_ Já disse, Jean. “Annapolis”! _ Ana falou tentando disfarçar o que significava pra ela.
_ Desculpe, estava fazendo umas anotações. Que filme é esse? _ ele perguntou, do outro lado da linha, com tom pouco interessado _ É bom?
_ É sobre um cara que tinha problema com o pai, decide servir a marinha e…
_ Amor, amor, preciso… _ Jean interrompeu.
_ … lá ele se encon… _ Ana tentou completar.
_ … desligar!
_ “OK.”
A voz de Ana ficava aguda, muito aguda, quando ficava nervosa, ou mentia. Então o ideal era falar pouco para não dar pinta, mas não estava nada “OK”. Noivos há sete meses, com casamento marcado para dali a oito dias, Ana estava um caos e Jean parecia se sentir o homem mais afortunado que já existiu, apesar do trabalho o consumir todos os dias e noites.

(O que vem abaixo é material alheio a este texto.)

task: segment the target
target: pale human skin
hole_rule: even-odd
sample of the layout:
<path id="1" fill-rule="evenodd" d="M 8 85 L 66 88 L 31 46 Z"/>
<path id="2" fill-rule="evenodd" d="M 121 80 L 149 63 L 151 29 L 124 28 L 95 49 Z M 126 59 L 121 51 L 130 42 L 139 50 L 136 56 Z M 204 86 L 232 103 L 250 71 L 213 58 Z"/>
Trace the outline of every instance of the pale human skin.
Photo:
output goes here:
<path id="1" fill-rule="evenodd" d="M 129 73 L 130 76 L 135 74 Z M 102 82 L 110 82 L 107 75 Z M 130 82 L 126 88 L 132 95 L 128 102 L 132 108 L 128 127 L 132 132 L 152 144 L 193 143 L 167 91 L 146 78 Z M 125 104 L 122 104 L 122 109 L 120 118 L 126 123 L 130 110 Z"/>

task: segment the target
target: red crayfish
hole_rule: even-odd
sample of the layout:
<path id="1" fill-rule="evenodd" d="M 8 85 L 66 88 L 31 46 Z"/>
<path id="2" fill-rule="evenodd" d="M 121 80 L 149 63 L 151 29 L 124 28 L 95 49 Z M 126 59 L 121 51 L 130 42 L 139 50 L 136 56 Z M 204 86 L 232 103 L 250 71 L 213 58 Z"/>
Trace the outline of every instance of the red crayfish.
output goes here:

_ Você também devia ir _ Jean completou, rabiscando em sua agenda _ Tem feito muita coisa esses dias. Filme mamão com açúcar esse, a gente baixa depois. Vai dormir! _ e parou com a caneta para anotar. _ “Annapolis”, né?
_ É. OK.
_ Te amo! _ ele disse mais em tom de despedida que no sentido romântico.

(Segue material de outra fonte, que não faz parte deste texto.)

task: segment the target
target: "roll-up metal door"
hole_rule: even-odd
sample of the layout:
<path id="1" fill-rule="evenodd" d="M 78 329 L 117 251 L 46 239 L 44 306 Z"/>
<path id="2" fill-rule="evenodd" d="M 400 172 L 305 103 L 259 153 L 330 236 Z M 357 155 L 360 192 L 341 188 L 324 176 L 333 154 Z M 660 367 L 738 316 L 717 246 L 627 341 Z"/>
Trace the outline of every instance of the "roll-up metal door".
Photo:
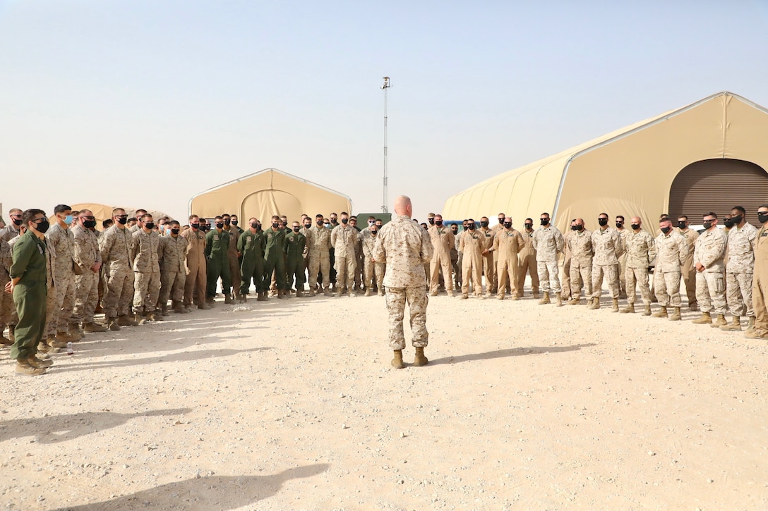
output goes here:
<path id="1" fill-rule="evenodd" d="M 673 220 L 687 215 L 690 223 L 701 223 L 713 211 L 722 219 L 734 206 L 746 209 L 746 221 L 757 223 L 757 206 L 768 204 L 768 173 L 741 160 L 703 160 L 686 166 L 672 182 L 669 214 Z M 722 219 L 720 220 L 722 222 Z"/>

_ Beijo! _ e desligou _ Você que é um mamão com açúcar!
Já te ocorreu de não saber o que pensar, e no que pensar? A família de Ana estava toda na sala, assistindo ao filme “Annapolis”, mas aquele momento se passou como se ninguém estivesse ali. A sala bem escura, o chão frio com piso antigo de tacos, apenas o reflexo da televisão no seu rosto; e nada revelava a dor que ela sentia, nem pra ela mesma. Ana estava encarando o casamento como se fosse o próprio abate, mas “ter dúvidas na véspera é normal”, todos diziam, “você pode tomar um calmante pra dormir”. Talvez a expectativa do grande dia a estivesse consumindo, talvez a ideia de ter que passar o resto da vida como esposa do Jean a estivesse consumindo; qual a diferença? E não era bem uma má ideia. Jean é um bom amigo, ama a família e é certo de dar um ótimo pai. Que mulher pensaria duas vezes em se casar com um cardiologista pediátrico? Ana. Então por que se casar?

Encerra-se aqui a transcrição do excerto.